Unmittelbare Berufung auf das Unionsrecht: Nach Ansicht des BFH konnte sich K jedoch unmittelbar auf Art. 132 Abs. 1 Buchst. b MwStSystRL berufen. Insoweit bezog sich der XI. Senat auf eine Entscheidung des V. Senats (v. 23.10.2014 – V R 20/14), wonach § 4 Nr. 14 Buchst. b Satz 2 Doppelbuchst. aa UStG nicht den unionsrechtlichen Vorgaben in Art. 132 Abs. 1 Buchst. b MwStSystRL entspricht. Denn der gesetzgeberische Ermessenspielraum ist nach Ansicht des V. Senats deswegen überschritten, weil gem. § 4 Nr. 14 Buchst. b Satz 2 Doppelbuchst. aa UStG i.V.m. §§ 108, 109 SGB V die Steuerfreiheit der Leistungserbringung in Krankenhäusern, die von Unternehmern betrieben werden, die keine Einrichtungen des öffentlichen Rechts sind, unter einen sozialversicherungsrechtlichen Bedarfsvorbehalt gestellt wird, der mit dem Unionsrecht nicht vereinbar ist.

Voraussetzungen des Art. 132 Abs. 1 Buchst. b MwStSystRL: Nach Ansicht des BFH handelte es sich bei K um eine ordnungsgemäß anerkannte Einrichtung i.S.v. Art. 132 Abs. 1 Buchst. b MwStSystRL. Wesentlich sind insoweit das Bestehen spezifischer Vorschriften (wie § 73a SGB V), das mit den Tätigkeiten des betreffenden Steuerpflichtigen verbundene Gemeinwohlinteresse, die Steuerfreiheit vergleichbarer Unternehmer sowie die Übernahme der Kosten für die von K erbrachten Leistungen durch Krankenkassen oder andere Einrichtungen der sozialen Sicherheit. Darüber hinaus erfolgten die Heil- und Krankenhausbehandlungsleistungen der K in sozialer Hinsicht unter vergleichbaren Bedingungen wie bei Krankenhäusern, die in öffentlich-rechtlicher Trägerschaft stehen oder nach § 108 SGB V zugelassen sind.

Beraterhinweis: Ist das nationale Recht mit dem Unionsrecht nicht vereinbar, so kann sich ein Steuerpflichtiger vielfach auf Letzteres berufen.
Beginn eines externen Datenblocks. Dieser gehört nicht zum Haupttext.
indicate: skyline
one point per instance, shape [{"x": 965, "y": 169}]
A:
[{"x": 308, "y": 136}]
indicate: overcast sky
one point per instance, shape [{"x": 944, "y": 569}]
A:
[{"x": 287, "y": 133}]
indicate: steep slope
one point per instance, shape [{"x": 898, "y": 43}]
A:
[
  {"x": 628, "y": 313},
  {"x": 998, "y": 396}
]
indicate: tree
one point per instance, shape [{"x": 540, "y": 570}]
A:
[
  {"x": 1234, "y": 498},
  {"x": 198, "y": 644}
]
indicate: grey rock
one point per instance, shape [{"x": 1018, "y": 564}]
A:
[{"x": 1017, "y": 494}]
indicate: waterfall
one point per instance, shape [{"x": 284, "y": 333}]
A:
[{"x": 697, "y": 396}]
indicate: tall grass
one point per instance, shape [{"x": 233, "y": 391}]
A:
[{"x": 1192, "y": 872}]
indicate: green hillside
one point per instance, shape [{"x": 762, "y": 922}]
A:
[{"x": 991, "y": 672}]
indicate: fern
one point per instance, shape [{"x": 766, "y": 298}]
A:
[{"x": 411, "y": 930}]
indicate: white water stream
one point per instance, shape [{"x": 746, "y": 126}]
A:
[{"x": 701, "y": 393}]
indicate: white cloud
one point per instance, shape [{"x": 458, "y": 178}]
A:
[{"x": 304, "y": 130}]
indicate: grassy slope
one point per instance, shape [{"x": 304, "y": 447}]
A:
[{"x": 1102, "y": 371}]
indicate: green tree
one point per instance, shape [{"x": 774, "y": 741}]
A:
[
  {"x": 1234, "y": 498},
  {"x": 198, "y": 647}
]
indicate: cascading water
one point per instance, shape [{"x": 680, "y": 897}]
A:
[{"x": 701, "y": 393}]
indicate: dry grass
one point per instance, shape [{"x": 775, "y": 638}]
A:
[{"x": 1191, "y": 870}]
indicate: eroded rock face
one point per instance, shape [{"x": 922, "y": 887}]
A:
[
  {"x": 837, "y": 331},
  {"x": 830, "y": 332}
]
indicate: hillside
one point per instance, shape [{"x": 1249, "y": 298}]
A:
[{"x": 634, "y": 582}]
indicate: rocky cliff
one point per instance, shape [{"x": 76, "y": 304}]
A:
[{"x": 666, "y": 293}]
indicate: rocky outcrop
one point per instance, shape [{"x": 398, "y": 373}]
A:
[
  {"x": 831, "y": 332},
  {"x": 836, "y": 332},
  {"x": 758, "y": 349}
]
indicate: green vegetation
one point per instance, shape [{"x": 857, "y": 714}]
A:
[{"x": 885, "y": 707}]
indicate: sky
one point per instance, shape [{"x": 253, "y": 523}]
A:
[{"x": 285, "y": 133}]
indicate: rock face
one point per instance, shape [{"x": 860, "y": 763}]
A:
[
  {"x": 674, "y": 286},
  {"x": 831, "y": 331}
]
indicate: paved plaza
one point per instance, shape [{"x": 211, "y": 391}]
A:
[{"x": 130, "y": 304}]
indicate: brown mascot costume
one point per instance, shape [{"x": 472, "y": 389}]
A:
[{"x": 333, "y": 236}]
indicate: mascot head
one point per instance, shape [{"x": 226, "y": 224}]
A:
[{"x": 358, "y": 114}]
Dies führt jedoch nur dann zu einer Steuerfreiheit, wenn im konkreten Fall die Voraussetzungen der unionsrechtlichen Vorschrift erfüllt sind. Bei Privatkliniken, die ausschließlich Leistungen an privat Versicherte und Selbstzahler erbringen, dürfte eine Berufung auf Art. 132 Abs. 1 Buchst. b MwStSystRL erfolglos sein (vgl. FG Köln v. 22.5.2913 – 8 K 3374/10). Offen gelassen hat der BFH (XI R 38/13) die Frage, ob sich das Erfordernis der Anerkennung in Art. 132 Abs. 1 Buchst. b MwStSystRL nur auf andere Einrichtungen und damit nicht auf Krankenanstalten sowie Zentren für ärztliche Heilbehandlung und Diagnostik bezieht (so auch BFH v. 23.10.2014 – V R 20/14, BFH/NV 2015, 631). Insoweit besteht Rechtsunsicherheit.